A poem containing a torrent of swear words which sparked outrage 25 years ago is being broadcast on Radio 4.
Dramatist Tony Harrison penned V in 1985, after discovering that football hooligans had desecrated his parents' gravestones with obscene graffiti.
Channel 4 was criticised when it broadcast a film version, directed by Richard Eyre, in 1987.
Tony Harrison, author of V
Now BBC Radio 4 is broadcasting a new recording, made by the poet on location in Leeds and in a studio.
The 30-minute poem will air next month, following an introductory feature by the author and poet Blake Morrison.
Tony Phillips, Radio 4's arts commissioning editor, said V, which was written during the 1984-85 miners strike and tackles subjects such as racial and religious conflict, was a "seminal work" which had made an "impact on society".
"V did cause a little bit of a flurry of activity in the 1980s when it first went out," he said.
"We'll find a way to put it on air without compromising Harrison's poem at all. We'll have lots of signposting. Yes, it will present us with some challenges but I'm sure we'll be able to overcome them."
He added: "One of the interesting and most powerful things about the poem for me... is that the area where the graveyard was, where his parents are buried, is the Beeston area of Leeds.

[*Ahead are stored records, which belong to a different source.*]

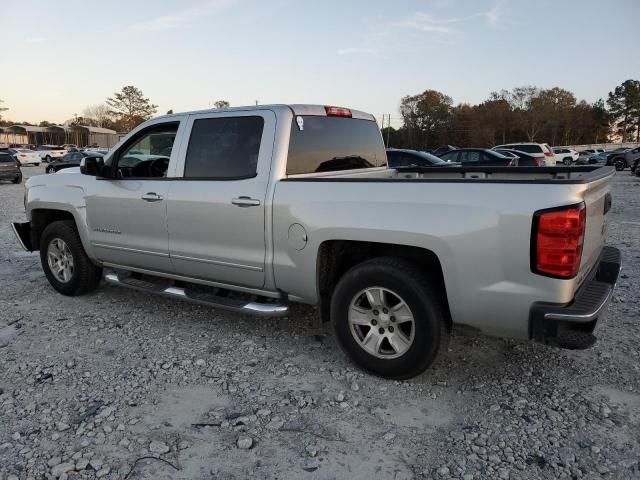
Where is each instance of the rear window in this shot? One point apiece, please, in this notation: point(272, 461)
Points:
point(329, 144)
point(528, 148)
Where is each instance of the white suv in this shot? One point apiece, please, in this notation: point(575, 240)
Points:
point(540, 150)
point(566, 155)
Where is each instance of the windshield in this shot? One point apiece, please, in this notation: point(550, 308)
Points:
point(432, 158)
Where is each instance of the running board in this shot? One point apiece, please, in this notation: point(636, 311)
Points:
point(249, 308)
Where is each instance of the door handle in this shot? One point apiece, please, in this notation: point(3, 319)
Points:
point(245, 202)
point(151, 197)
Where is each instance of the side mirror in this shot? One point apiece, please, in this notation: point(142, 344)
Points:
point(93, 166)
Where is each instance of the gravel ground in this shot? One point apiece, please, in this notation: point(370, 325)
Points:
point(92, 387)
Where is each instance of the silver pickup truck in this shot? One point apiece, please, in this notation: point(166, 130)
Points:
point(249, 209)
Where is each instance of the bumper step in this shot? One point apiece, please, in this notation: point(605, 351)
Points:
point(168, 289)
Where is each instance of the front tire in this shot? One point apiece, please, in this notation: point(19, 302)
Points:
point(64, 261)
point(389, 318)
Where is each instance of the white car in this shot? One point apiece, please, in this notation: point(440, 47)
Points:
point(50, 152)
point(539, 150)
point(24, 156)
point(566, 155)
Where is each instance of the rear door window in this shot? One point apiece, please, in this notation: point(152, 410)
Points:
point(528, 148)
point(224, 148)
point(328, 144)
point(450, 157)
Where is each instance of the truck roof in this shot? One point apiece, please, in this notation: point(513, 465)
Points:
point(296, 109)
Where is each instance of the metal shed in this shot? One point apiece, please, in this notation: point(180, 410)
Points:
point(80, 135)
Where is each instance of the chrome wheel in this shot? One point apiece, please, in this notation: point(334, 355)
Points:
point(60, 260)
point(381, 322)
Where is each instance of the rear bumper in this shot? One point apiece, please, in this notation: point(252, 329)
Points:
point(571, 325)
point(23, 233)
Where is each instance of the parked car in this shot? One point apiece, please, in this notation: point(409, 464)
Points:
point(397, 158)
point(49, 152)
point(22, 145)
point(478, 157)
point(25, 156)
point(539, 150)
point(10, 168)
point(566, 155)
point(617, 159)
point(71, 159)
point(631, 156)
point(598, 158)
point(523, 159)
point(252, 221)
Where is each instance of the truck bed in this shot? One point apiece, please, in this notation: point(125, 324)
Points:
point(477, 221)
point(541, 175)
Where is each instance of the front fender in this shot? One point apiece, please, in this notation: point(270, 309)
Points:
point(64, 198)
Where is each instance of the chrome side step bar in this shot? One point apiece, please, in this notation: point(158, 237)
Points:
point(239, 306)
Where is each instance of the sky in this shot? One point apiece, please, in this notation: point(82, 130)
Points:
point(64, 55)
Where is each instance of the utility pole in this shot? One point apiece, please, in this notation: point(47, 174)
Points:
point(388, 128)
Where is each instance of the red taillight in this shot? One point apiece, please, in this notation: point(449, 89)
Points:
point(557, 238)
point(337, 112)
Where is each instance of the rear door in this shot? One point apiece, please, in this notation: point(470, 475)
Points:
point(127, 214)
point(216, 208)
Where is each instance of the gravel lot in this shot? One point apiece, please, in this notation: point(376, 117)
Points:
point(90, 385)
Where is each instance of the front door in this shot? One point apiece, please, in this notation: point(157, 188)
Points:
point(127, 215)
point(216, 212)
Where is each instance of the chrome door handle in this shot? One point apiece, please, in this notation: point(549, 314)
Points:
point(245, 202)
point(151, 197)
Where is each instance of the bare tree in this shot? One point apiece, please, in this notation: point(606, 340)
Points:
point(97, 115)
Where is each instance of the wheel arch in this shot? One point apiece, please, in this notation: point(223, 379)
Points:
point(336, 257)
point(41, 217)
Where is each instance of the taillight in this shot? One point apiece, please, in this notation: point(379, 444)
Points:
point(337, 112)
point(557, 237)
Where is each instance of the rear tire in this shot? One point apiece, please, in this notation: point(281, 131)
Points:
point(371, 336)
point(64, 261)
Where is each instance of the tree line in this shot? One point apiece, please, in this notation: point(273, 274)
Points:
point(430, 119)
point(554, 116)
point(122, 112)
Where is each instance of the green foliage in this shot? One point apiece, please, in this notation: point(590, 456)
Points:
point(524, 113)
point(129, 107)
point(624, 108)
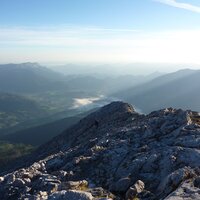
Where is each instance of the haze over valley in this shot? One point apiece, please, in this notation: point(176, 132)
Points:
point(99, 100)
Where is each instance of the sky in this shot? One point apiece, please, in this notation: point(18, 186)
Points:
point(100, 31)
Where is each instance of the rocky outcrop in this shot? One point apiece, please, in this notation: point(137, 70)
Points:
point(115, 153)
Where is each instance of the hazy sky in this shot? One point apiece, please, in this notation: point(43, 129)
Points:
point(63, 31)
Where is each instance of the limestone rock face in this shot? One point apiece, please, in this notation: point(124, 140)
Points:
point(114, 153)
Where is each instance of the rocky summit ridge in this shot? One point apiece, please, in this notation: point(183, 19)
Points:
point(115, 153)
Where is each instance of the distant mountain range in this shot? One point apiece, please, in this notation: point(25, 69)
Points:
point(28, 78)
point(38, 135)
point(179, 89)
point(15, 109)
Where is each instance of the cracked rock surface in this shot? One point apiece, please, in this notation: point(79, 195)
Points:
point(114, 153)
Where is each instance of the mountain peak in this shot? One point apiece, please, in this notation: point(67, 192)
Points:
point(116, 153)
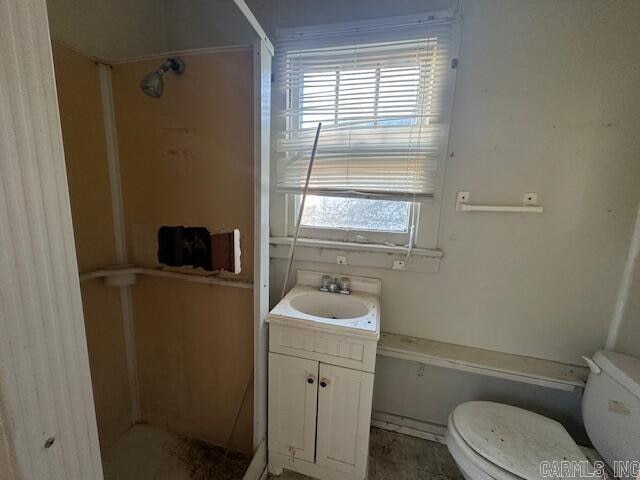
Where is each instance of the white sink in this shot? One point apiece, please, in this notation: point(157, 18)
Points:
point(329, 305)
point(355, 314)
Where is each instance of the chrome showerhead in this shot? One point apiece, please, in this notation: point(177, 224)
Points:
point(153, 84)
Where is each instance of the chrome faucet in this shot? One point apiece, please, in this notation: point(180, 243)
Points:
point(333, 285)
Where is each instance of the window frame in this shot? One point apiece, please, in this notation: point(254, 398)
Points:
point(425, 212)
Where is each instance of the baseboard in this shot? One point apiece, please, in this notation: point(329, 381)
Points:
point(257, 469)
point(409, 426)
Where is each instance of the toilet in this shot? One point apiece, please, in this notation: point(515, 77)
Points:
point(491, 440)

"That area was also the area... where one of the 7/7 bombers is from. So it just strikes me as a really poignant and potentially really interesting revisit of this poem, knowing that one of the 7/7 bombers at that stage would have been a very young child."
He added: "It's a very interesting time to take Harrison back... Ultimately we will allow the poem itself to speak 25 years or so on."
He said of the swear words: "It's very important that, as much as we can, we air the poem as Harrison wrote it... There will be many, many warnings and explanations and it will be late at night."